Dwa kolejne bardzo udane prezentacja dotyczyły świata ludzi młodych, a nawet bardzo młodych. Dla mnie jest to wyjątkowo odległy świat, z racji mojego wieku oraz właściwego niemieckim emerytom stylu życia (nie wymyśliłem tego sam, to opis mojego lifestyle’u w oczach jednego z kolegów). Możliwość zajrzenia więc do świata młodych ludzi, była dla mnie bezcenna. Wystąpienie Kasi Haczewskiej-Wierzbickiej z IQS było przygotowane perfekcyjnie (szacun!), a perfekcji dodawał też fakt prowadzenia prezentacji wspólnie z podmiotem badania, czyli reprezentantem pokolenia Y. Tę rolę odgrywał Michał Szutowicz – 19-latek i student pierwszego roku socjologii i antropologii stosowanej. Całość wypadała rewelacyjnie, ponieważ treść i sposób jej podania były wyjątkowo prawdziwe. Nie chodzi wcale o to, że inne wystąpienia wypadały słabo, ale oddanie głosu realnemu przedstawicielowi (na dodatek wyjątkowo komunikatywnemu) nadało całości jeszcze większej dynamiki. Wnioski dla mnie? Sądziłem, że tego pokolenia nie znam, ale okazało się, że „nie znam” to eufemizm 🙂 To nawet nie inna planeta, to inny wszechświat 🙂 Bezcenne, że na pół godziny można było się w takim świecie znaleźć. Wniosek drugi jest taki, że kiedy następny raz będę miał pracować (czytaj: badać ich, projektować pod nich) z młodymi ludźmi, to nie ma opcji na udawanie czegoś. Jeszcze czasami (z niektórymi innymi grupami) da się coś udać/ugrać, ale tutaj – bez szans. Jedyne na co można wyjść, to na starego pierdziela (w sumie – prawda) na dodatek silącego się na bycie młodszym.
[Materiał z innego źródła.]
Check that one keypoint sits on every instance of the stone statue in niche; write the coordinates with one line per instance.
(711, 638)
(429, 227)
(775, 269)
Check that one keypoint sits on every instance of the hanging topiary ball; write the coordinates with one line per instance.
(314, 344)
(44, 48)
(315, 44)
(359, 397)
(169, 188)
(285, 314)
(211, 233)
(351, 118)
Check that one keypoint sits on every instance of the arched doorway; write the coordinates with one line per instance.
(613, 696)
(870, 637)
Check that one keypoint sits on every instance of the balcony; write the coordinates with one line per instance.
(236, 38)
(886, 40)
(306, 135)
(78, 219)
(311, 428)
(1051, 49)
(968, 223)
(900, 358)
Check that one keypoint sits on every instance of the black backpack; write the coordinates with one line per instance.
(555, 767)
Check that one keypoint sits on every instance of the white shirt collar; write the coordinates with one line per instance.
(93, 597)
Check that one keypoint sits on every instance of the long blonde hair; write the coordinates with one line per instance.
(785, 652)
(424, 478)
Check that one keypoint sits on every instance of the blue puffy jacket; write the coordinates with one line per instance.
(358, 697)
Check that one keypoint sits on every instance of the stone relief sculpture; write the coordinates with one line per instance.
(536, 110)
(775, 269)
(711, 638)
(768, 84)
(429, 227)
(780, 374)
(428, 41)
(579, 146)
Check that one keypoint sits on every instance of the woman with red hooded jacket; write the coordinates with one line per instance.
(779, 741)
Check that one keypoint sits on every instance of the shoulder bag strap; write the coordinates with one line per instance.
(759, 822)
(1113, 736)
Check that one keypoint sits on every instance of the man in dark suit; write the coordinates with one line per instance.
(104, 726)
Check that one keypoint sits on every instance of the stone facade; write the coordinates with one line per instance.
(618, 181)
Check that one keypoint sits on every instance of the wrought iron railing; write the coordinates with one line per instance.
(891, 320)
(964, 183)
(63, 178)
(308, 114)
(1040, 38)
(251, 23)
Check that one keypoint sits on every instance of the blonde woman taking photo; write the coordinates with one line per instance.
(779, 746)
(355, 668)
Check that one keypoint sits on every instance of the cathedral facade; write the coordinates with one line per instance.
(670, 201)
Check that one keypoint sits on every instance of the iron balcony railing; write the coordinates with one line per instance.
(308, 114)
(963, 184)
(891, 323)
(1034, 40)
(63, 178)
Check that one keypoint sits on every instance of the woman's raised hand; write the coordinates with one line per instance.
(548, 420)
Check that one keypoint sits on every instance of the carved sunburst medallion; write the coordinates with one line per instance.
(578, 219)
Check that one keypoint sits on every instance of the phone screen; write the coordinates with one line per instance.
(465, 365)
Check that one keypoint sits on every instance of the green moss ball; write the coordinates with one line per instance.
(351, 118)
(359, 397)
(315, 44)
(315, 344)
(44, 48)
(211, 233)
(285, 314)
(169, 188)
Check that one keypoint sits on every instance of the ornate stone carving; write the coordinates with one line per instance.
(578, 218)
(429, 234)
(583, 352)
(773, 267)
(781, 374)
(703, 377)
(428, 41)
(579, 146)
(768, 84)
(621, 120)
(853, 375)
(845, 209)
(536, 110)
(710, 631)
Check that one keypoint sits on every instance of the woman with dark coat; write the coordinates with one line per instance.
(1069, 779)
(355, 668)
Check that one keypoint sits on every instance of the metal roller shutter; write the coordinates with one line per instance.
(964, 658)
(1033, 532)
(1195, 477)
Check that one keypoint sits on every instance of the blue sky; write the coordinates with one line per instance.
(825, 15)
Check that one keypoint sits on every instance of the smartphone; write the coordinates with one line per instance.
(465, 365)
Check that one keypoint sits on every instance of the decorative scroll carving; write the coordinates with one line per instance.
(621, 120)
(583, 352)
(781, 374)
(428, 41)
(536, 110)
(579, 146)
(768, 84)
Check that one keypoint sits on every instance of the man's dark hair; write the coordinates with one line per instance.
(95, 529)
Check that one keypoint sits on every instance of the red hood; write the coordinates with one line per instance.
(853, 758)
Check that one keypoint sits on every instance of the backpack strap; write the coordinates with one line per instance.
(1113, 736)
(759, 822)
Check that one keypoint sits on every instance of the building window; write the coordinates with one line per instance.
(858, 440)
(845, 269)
Dramat 🙂 Wnioski co prawda smutne dla mnie, ale wystąpienie bardzo interesujące i – mam nadzieję – płodne biznesowo. Wniosek trzeci, najbardziej banalny – nie ma co ich oceniać, trzeba brać takimi jakimi są (czyli normalnymi). Spostrzeżenie czwarte jest takie, że pracuję z ludźmi z tego pokolenia i… zupełnie tego nie zauważam. Jak mówi klasyk „i widział Pan, że jest dobre”.
Bardzo podobało mi się też wystąpienie Zuzanny Filipowskiej (TNS Polska) o tym, jak cyfrowej media wpisują się w życie najmłodszych użytkowników internetu. Posiadając dwójkę (6, 10 lat) konsumentów nowych mediów dzieci, patrzyłem na wystąpienie nie tylko jako osoba związana z tworzeniem (przez długi czas) tego, co się w tym medium pokazuje, ale także jako ojciec, który wkrótce zostanie przez te całe internety zaatakowany. Patrząc na to, w jaki sposób dzieciaki podchodzą do kwestii konsumpcji tych mediów (a są one dla nich czymś bardzo naturalnym), w pamięci miałem ostatnie CHI, na którym mówiło się, że powinniśmy odejść od myślenia w kategoriach computer-human interaction i z racji wszechobecności elementu computer wyrzucić go z nazwy. Komputer nie jest na tyle niezwykły, żeby go honorować jakoś szczególnie. Podobnie jest z dzieciakami i internetem – jest dla nich czymś całkowicie normalnym i oczywistym, niespecjalnie się nad nim zastanawiają, tak jak my nie zastanawiamy się nad istotą radia czy telewizji. Naprawdę baaardzo wartościowa rzecz.
Na koniec chciałbym wspomnieć o wyjątkowo ciekawym projekcie, który przedstawiony był już na koniec konferencji, czyli wystąpieniu na temat wizji przyszłości według pokolenia Y. O pokoleniu Y mówiło się dużo we wcześniejszych wystąpieniach (i to nie zawsze dobrze się mówiło), tym razem to właśnie przedstawiciele tego pokolenia opowiadali o sobie i odnosili się do funkcjonujących na ich temat utartych spostrzeżeń. Opowiadali jednak nie o swojej wizji własnego pokolenia, ale o wizji wytworzonej przez swoich rówieśników i pozyskanej w drodze ciekawe procesu researchowego. Jakiego? Uczestnicy byli proszeni o napisanie listu do siebie, tylko o 10 lat starszego. Wyniki? Zaskakujące dojrzałością i bardzo różne od stereotypów. Zachęcam do zaglądnięcia na profil facebookowy Y+10 plus i obejrzenia zdjęć. A w ogóle to kiedy oglądałem te wszystkie prezentacje o pokoleniu Y, to uświadomiłem sobie że z nim pracuję i wcale bardzo nie różni się od tego mojego. Jest po prostu normalne i po prostu inne od poprzedniego.
Reasumując, bardzo mi się podobało. Za rok chętnie też się na Kongres wybiorę. Reasumując jeszcze bardziej powiedziałbym, że bardzo dobrze zrobiłaby konferencja o charakterze mieszanym: projektancko-badawczym. A może na UX Poland zaprosić kogoś z badaczy? A może do badaczy wysłać kogoś z projektantów? Te dwa środowiska są na siebie skazane, ale póki co żyją osobno, a naprawdę warto to zmienić.